Tanith Lee = anti-outrage. |
Outrage sells, and consumes.
I am old enough to have worked in a pre-internet era. As a newspaper reporter I conducted interviews with a hand-held notebook. Typed the stories into a computer disconnected from the internet. Formatted the stories into columns, printed them out. Then with Xacto knife and wax created pages that were shot with a camera and eventually printed.
And there was your newspaper. I even delivered them for extra cash.
Yes I’m a dinosaur.
As quickly and efficiently as we worked this process took time. A breaking story would need at least 12 hours to make it into the next edition. Newspapers and nighttime television were our primary mechanism for consuming the news. There was a sane rhythm to it, a chance to consume and discuss. Or ignore it altogether.
Then, like today, stories provoked outrage. But the way to express it was to vent to your significant other, or your friends over a beer at the bar. Then you went back to the real world.
That model is long dead. Newsprint and ink were replaced by cable news, which in turn has been replaced by ubiquitous, permanently connected devices, fueled by algorithms which serve up outrage 24-7.
We read outrageous things, post angry comments, people shout back and attempt to “own” each other.
Balanced reporting that took some modicum of measured thought has been replaced by polarized information.
There are advantages to screens and 24-7 news cycles and social media. Speed of reporting and dissemination. More perspectives. But it comes with a cost.
Algorithms manipulate our emotions by showing us viral posts of outrage and angry comments. These clicks drive ad revenue. And so we’re being fed a lot of outrage. Overfed.
There’s too much of everything. Endless scrolling is not only possible, it’s incredibly easy to fill hours.
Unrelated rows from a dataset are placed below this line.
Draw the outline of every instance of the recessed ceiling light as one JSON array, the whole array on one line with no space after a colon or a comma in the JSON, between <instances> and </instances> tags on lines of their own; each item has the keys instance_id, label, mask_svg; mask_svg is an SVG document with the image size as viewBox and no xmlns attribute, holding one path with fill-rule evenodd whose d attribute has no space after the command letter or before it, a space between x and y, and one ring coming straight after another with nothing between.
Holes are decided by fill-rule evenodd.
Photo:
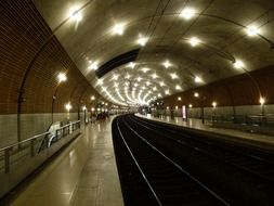
<instances>
[{"instance_id":1,"label":"recessed ceiling light","mask_svg":"<svg viewBox=\"0 0 274 206\"><path fill-rule=\"evenodd\" d=\"M82 21L82 14L78 10L79 9L76 9L76 8L70 8L69 10L69 17L77 23Z\"/></svg>"},{"instance_id":2,"label":"recessed ceiling light","mask_svg":"<svg viewBox=\"0 0 274 206\"><path fill-rule=\"evenodd\" d=\"M257 26L251 25L246 27L246 33L248 36L252 37L258 35L260 33L260 29Z\"/></svg>"},{"instance_id":3,"label":"recessed ceiling light","mask_svg":"<svg viewBox=\"0 0 274 206\"><path fill-rule=\"evenodd\" d=\"M259 102L260 102L261 105L263 105L265 103L265 99L261 96Z\"/></svg>"},{"instance_id":4,"label":"recessed ceiling light","mask_svg":"<svg viewBox=\"0 0 274 206\"><path fill-rule=\"evenodd\" d=\"M147 70L149 70L149 68L143 67L142 70L143 70L143 73L146 73Z\"/></svg>"},{"instance_id":5,"label":"recessed ceiling light","mask_svg":"<svg viewBox=\"0 0 274 206\"><path fill-rule=\"evenodd\" d=\"M136 65L136 64L135 64L134 62L130 62L130 63L129 63L129 67L130 67L130 68L134 68L135 65Z\"/></svg>"},{"instance_id":6,"label":"recessed ceiling light","mask_svg":"<svg viewBox=\"0 0 274 206\"><path fill-rule=\"evenodd\" d=\"M191 39L188 39L188 42L191 43L192 47L196 47L196 46L199 44L201 41L200 41L200 39L198 39L197 37L192 37Z\"/></svg>"},{"instance_id":7,"label":"recessed ceiling light","mask_svg":"<svg viewBox=\"0 0 274 206\"><path fill-rule=\"evenodd\" d=\"M89 66L89 69L96 70L97 69L97 62L92 62Z\"/></svg>"},{"instance_id":8,"label":"recessed ceiling light","mask_svg":"<svg viewBox=\"0 0 274 206\"><path fill-rule=\"evenodd\" d=\"M144 47L148 41L148 38L147 37L143 37L143 36L140 36L139 39L138 39L138 43L141 44L142 47Z\"/></svg>"},{"instance_id":9,"label":"recessed ceiling light","mask_svg":"<svg viewBox=\"0 0 274 206\"><path fill-rule=\"evenodd\" d=\"M102 86L102 85L103 85L103 80L102 80L102 79L99 79L99 80L97 80L97 85Z\"/></svg>"},{"instance_id":10,"label":"recessed ceiling light","mask_svg":"<svg viewBox=\"0 0 274 206\"><path fill-rule=\"evenodd\" d=\"M200 83L200 82L203 82L203 79L200 77L196 76L195 79L194 79L194 81L196 83Z\"/></svg>"},{"instance_id":11,"label":"recessed ceiling light","mask_svg":"<svg viewBox=\"0 0 274 206\"><path fill-rule=\"evenodd\" d=\"M177 79L178 78L178 75L175 73L170 74L170 76L171 76L171 79Z\"/></svg>"},{"instance_id":12,"label":"recessed ceiling light","mask_svg":"<svg viewBox=\"0 0 274 206\"><path fill-rule=\"evenodd\" d=\"M171 66L171 63L167 60L166 62L162 63L162 65L166 67L166 68L169 68Z\"/></svg>"},{"instance_id":13,"label":"recessed ceiling light","mask_svg":"<svg viewBox=\"0 0 274 206\"><path fill-rule=\"evenodd\" d=\"M119 23L119 24L114 25L113 33L115 35L122 35L123 31L125 31L125 24L123 23Z\"/></svg>"},{"instance_id":14,"label":"recessed ceiling light","mask_svg":"<svg viewBox=\"0 0 274 206\"><path fill-rule=\"evenodd\" d=\"M60 83L67 80L65 73L60 73L57 78Z\"/></svg>"},{"instance_id":15,"label":"recessed ceiling light","mask_svg":"<svg viewBox=\"0 0 274 206\"><path fill-rule=\"evenodd\" d=\"M182 89L181 86L179 85L175 86L175 90L181 90L181 89Z\"/></svg>"},{"instance_id":16,"label":"recessed ceiling light","mask_svg":"<svg viewBox=\"0 0 274 206\"><path fill-rule=\"evenodd\" d=\"M118 80L118 75L114 75L114 76L113 76L113 79L114 79L114 80Z\"/></svg>"},{"instance_id":17,"label":"recessed ceiling light","mask_svg":"<svg viewBox=\"0 0 274 206\"><path fill-rule=\"evenodd\" d=\"M185 20L191 20L195 15L195 10L192 8L185 8L180 13L180 16L182 16Z\"/></svg>"},{"instance_id":18,"label":"recessed ceiling light","mask_svg":"<svg viewBox=\"0 0 274 206\"><path fill-rule=\"evenodd\" d=\"M244 63L240 61L240 60L236 60L234 63L233 63L233 66L235 68L244 68Z\"/></svg>"},{"instance_id":19,"label":"recessed ceiling light","mask_svg":"<svg viewBox=\"0 0 274 206\"><path fill-rule=\"evenodd\" d=\"M152 75L152 77L153 77L154 79L156 79L158 76L154 73L154 74Z\"/></svg>"},{"instance_id":20,"label":"recessed ceiling light","mask_svg":"<svg viewBox=\"0 0 274 206\"><path fill-rule=\"evenodd\" d=\"M129 74L126 75L126 79L129 79L131 76Z\"/></svg>"},{"instance_id":21,"label":"recessed ceiling light","mask_svg":"<svg viewBox=\"0 0 274 206\"><path fill-rule=\"evenodd\" d=\"M66 108L68 112L73 108L70 102L68 102L67 104L65 104L65 108Z\"/></svg>"}]
</instances>

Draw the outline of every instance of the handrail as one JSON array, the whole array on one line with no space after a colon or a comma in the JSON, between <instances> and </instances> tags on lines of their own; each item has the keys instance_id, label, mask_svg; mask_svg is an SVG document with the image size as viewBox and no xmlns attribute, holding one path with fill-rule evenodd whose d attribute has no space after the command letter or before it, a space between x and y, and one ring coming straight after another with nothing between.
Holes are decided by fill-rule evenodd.
<instances>
[{"instance_id":1,"label":"handrail","mask_svg":"<svg viewBox=\"0 0 274 206\"><path fill-rule=\"evenodd\" d=\"M56 129L56 130L61 130L61 129L63 129L63 128L65 128L65 127L68 127L68 126L78 124L78 123L80 123L80 121L81 121L81 120L77 120L77 121L74 121L74 123L69 123L69 124L67 124L67 125L65 125L65 126L62 126L61 128L58 128L58 129ZM36 134L36 136L34 136L34 137L31 137L31 138L28 138L28 139L26 139L26 140L22 140L22 141L19 141L19 142L17 142L17 143L14 143L14 144L9 145L9 146L1 147L1 149L0 149L0 152L4 152L5 150L12 149L12 147L17 146L17 145L19 145L19 144L29 142L29 141L31 141L31 140L35 140L35 139L37 139L37 138L40 138L40 137L42 137L42 136L47 136L47 134L50 134L50 133L52 133L52 132L47 131L47 132L43 132L43 133Z\"/></svg>"}]
</instances>

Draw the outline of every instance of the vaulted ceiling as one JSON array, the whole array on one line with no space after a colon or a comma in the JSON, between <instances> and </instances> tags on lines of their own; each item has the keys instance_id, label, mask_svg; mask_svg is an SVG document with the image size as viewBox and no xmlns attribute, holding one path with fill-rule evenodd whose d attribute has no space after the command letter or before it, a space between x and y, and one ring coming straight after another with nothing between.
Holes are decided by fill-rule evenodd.
<instances>
[{"instance_id":1,"label":"vaulted ceiling","mask_svg":"<svg viewBox=\"0 0 274 206\"><path fill-rule=\"evenodd\" d=\"M34 3L84 77L115 104L147 104L274 64L272 0Z\"/></svg>"}]
</instances>

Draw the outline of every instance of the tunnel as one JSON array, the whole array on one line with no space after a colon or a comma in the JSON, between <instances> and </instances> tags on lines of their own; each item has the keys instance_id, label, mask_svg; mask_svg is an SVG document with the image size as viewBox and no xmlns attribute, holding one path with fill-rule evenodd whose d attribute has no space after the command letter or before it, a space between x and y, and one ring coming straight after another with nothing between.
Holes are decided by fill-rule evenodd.
<instances>
[{"instance_id":1,"label":"tunnel","mask_svg":"<svg viewBox=\"0 0 274 206\"><path fill-rule=\"evenodd\" d=\"M0 205L274 205L272 0L1 0Z\"/></svg>"}]
</instances>

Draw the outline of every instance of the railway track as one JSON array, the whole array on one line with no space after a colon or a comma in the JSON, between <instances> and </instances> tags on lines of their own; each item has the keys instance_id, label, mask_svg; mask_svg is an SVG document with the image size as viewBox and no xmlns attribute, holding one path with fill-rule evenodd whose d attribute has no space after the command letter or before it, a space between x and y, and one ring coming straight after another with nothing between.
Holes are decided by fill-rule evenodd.
<instances>
[{"instance_id":1,"label":"railway track","mask_svg":"<svg viewBox=\"0 0 274 206\"><path fill-rule=\"evenodd\" d=\"M269 159L131 115L113 136L126 205L273 205Z\"/></svg>"}]
</instances>

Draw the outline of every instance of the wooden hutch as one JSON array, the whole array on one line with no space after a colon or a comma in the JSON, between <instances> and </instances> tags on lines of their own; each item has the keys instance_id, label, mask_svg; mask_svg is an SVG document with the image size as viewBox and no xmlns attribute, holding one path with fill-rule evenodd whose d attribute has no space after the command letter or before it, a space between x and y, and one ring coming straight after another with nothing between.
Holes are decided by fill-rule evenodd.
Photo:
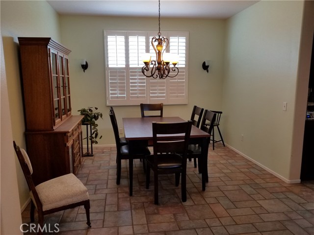
<instances>
[{"instance_id":1,"label":"wooden hutch","mask_svg":"<svg viewBox=\"0 0 314 235\"><path fill-rule=\"evenodd\" d=\"M18 38L26 138L35 185L76 174L82 156L81 119L71 106L68 55L51 38Z\"/></svg>"}]
</instances>

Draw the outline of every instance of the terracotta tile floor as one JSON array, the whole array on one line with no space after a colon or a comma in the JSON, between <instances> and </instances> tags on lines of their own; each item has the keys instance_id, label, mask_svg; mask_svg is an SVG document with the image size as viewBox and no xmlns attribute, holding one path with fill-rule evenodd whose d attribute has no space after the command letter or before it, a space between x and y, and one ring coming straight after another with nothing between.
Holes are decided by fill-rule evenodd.
<instances>
[{"instance_id":1,"label":"terracotta tile floor","mask_svg":"<svg viewBox=\"0 0 314 235\"><path fill-rule=\"evenodd\" d=\"M215 147L209 151L206 190L188 162L187 201L181 202L174 177L163 175L158 206L153 182L145 188L139 160L130 197L127 161L116 185L115 148L94 147L78 175L89 189L92 228L87 229L82 207L47 215L46 223L59 224L62 235L314 235L314 181L286 184L228 147ZM23 222L29 222L29 215L28 207Z\"/></svg>"}]
</instances>

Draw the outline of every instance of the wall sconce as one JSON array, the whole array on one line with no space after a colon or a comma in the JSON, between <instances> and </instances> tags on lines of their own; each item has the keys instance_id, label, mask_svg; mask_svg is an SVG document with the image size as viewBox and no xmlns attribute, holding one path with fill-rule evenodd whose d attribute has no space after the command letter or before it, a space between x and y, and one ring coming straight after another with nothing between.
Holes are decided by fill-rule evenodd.
<instances>
[{"instance_id":1,"label":"wall sconce","mask_svg":"<svg viewBox=\"0 0 314 235\"><path fill-rule=\"evenodd\" d=\"M85 72L85 70L88 68L88 63L86 61L86 59L84 59L83 60L82 60L80 66L82 67L82 69L83 69L83 71Z\"/></svg>"},{"instance_id":2,"label":"wall sconce","mask_svg":"<svg viewBox=\"0 0 314 235\"><path fill-rule=\"evenodd\" d=\"M203 62L202 67L203 67L203 69L207 71L207 73L208 73L208 69L209 68L209 61L206 60Z\"/></svg>"}]
</instances>

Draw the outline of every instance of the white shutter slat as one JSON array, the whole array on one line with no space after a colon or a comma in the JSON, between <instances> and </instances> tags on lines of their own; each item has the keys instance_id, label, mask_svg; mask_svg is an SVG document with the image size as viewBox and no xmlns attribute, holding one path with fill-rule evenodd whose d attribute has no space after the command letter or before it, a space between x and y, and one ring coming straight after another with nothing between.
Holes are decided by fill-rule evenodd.
<instances>
[{"instance_id":1,"label":"white shutter slat","mask_svg":"<svg viewBox=\"0 0 314 235\"><path fill-rule=\"evenodd\" d=\"M151 44L156 32L104 30L104 34L107 105L187 103L188 32L161 32L169 40L166 52L179 59L179 73L165 79L147 78L141 71L142 54L149 52L156 59Z\"/></svg>"}]
</instances>

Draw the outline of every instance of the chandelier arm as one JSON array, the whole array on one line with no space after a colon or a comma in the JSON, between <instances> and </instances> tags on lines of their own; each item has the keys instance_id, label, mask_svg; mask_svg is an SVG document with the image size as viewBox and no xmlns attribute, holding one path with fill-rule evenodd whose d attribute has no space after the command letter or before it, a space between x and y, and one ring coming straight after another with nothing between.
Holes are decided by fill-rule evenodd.
<instances>
[{"instance_id":1,"label":"chandelier arm","mask_svg":"<svg viewBox=\"0 0 314 235\"><path fill-rule=\"evenodd\" d=\"M176 72L174 75L173 75L172 76L170 76L170 75L168 75L168 76L169 77L175 77L179 74L179 69L178 68L177 68L177 67L172 67L171 68L171 70L172 70L172 71L173 71L174 72L175 72L176 71ZM169 71L169 72L170 72L170 71Z\"/></svg>"},{"instance_id":2,"label":"chandelier arm","mask_svg":"<svg viewBox=\"0 0 314 235\"><path fill-rule=\"evenodd\" d=\"M175 67L176 63L175 64L173 63L174 67L171 69L172 71L176 71L175 75L169 76L169 74L171 71L170 67L169 66L169 61L167 61L165 62L163 58L163 53L169 46L169 40L164 37L160 37L161 35L160 33L160 0L158 0L158 38L154 37L152 38L151 41L152 46L156 54L156 60L152 60L150 62L151 65L153 65L150 68L151 75L146 74L146 72L150 71L149 62L144 62L145 65L142 68L142 72L147 77L153 77L154 78L159 77L159 78L162 79L165 79L168 76L174 77L179 73L179 69ZM156 42L157 42L157 45L155 46L154 43Z\"/></svg>"}]
</instances>

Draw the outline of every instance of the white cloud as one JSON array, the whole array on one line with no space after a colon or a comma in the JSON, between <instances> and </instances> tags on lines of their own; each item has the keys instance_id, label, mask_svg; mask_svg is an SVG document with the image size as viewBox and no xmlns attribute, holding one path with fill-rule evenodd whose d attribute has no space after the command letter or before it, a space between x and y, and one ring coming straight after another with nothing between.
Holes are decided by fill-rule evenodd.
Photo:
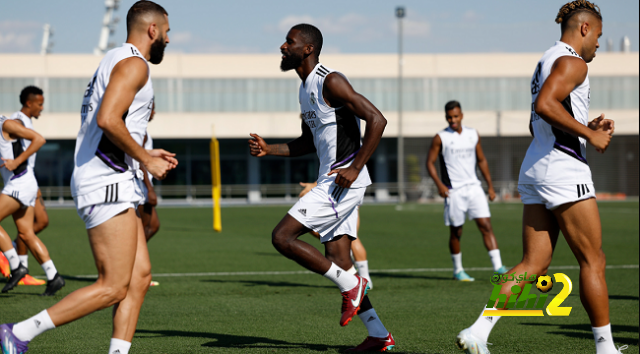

Yes, there are corners of sanity online, good people doing good work. But the algorithm doesn’t prioritize these. It takes work to find them.
Somehow we need to break the cycle and take back our attention. Focus on the things that matter. And stop walking around staring at our machines, distracted. And outraged.
Do you feel this? I do. And yet I find myself doom scrolling, time and again. Beat myself up over it and promise to do better next time.
One way to break the cycle is through sustained, offline reading. I’m currently reading Tanith Lee’s The Empress of Dreams and it’s conjured a wonderful spell in my mind of somewhere else. A place of danger and dark fable and the weird and unexpected, happily somewhere else than online hell.
Your thoughts (and outrage) are welcome as always.
2 comments:
I've started using browser extensions when on YouTube to prevent videos from being recommended to me. To many of those showing up in the sidebar were obvious ragebait. Another bit of advice I would like to give is stay the fuck off Reddit!
I'll be interested in your thought on the Lee book. I read it awhile ago and enjoyed it.